1800s expression for dating
It shows you profiles of people which are “0 feet away” as their slogan says.
 Tinder: It is time to update your Facebook profile, since this app matches based on interest, networks, and locations associated with your Facebook profile.
It’s perhaps the ultimate, “What is your ideal date” question.
Technology-facilitated dating thus provides avenues for love and for social support that we might not otherwise have access to.
Adding to the mystery is the fact that the app may take a long time to suggest your profile to them.  Bang with Friends: This racy app also uses your Facebook friends, or friends of friends, to find out who is interested in ‘banging’ (i.e., having sex).
Be careful when using it though, since it includes in your potential pool of mates everyone on your Facebook friends list, including your parents and cousins.
Some may be concerned about possible dangers of technology-facilitated dating.
For example, maybe people are more likely to lie and pretend to be someone they’re not.

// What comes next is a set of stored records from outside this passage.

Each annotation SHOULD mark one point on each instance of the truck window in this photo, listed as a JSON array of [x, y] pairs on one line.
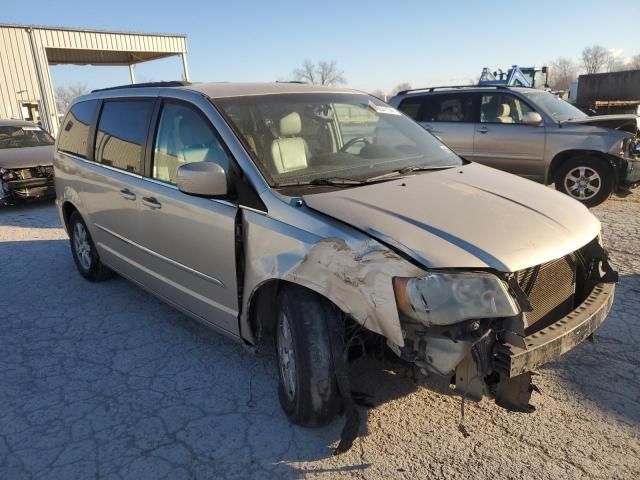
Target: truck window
[[447, 108], [74, 134], [122, 130], [411, 106], [502, 108]]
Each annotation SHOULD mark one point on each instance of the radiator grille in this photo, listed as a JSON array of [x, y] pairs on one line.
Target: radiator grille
[[551, 289]]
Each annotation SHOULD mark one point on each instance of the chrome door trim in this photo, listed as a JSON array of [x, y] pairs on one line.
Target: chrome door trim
[[162, 257], [216, 200]]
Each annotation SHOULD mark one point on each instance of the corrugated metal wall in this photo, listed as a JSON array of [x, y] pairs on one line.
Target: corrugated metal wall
[[23, 60]]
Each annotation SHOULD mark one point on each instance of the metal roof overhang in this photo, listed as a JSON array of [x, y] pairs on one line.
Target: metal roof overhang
[[73, 56]]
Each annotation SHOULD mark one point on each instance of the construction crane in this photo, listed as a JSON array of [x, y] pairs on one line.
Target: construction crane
[[533, 77]]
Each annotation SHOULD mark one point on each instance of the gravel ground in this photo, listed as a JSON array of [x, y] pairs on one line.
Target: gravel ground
[[103, 380]]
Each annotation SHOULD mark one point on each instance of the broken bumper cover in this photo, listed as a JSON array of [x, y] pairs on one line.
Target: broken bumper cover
[[549, 343], [34, 187]]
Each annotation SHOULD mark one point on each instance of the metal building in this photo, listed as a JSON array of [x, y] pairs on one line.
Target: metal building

The expression using head is colloquial and dates from the mid-1800s, nut has been slang for "head" since the mid-1800s; rocker, dating from the late 1800s, may allude to an elderly person falling from a rocking chair; trolley, also dating from the late 1800s, may be explained by George Ade's use of it in Artie (1896): "Any one that's got his head full of the girl proposition's liable to go off his trolley at the first curve." The last, chump, is also slang for "head" and was first recorded in 1859.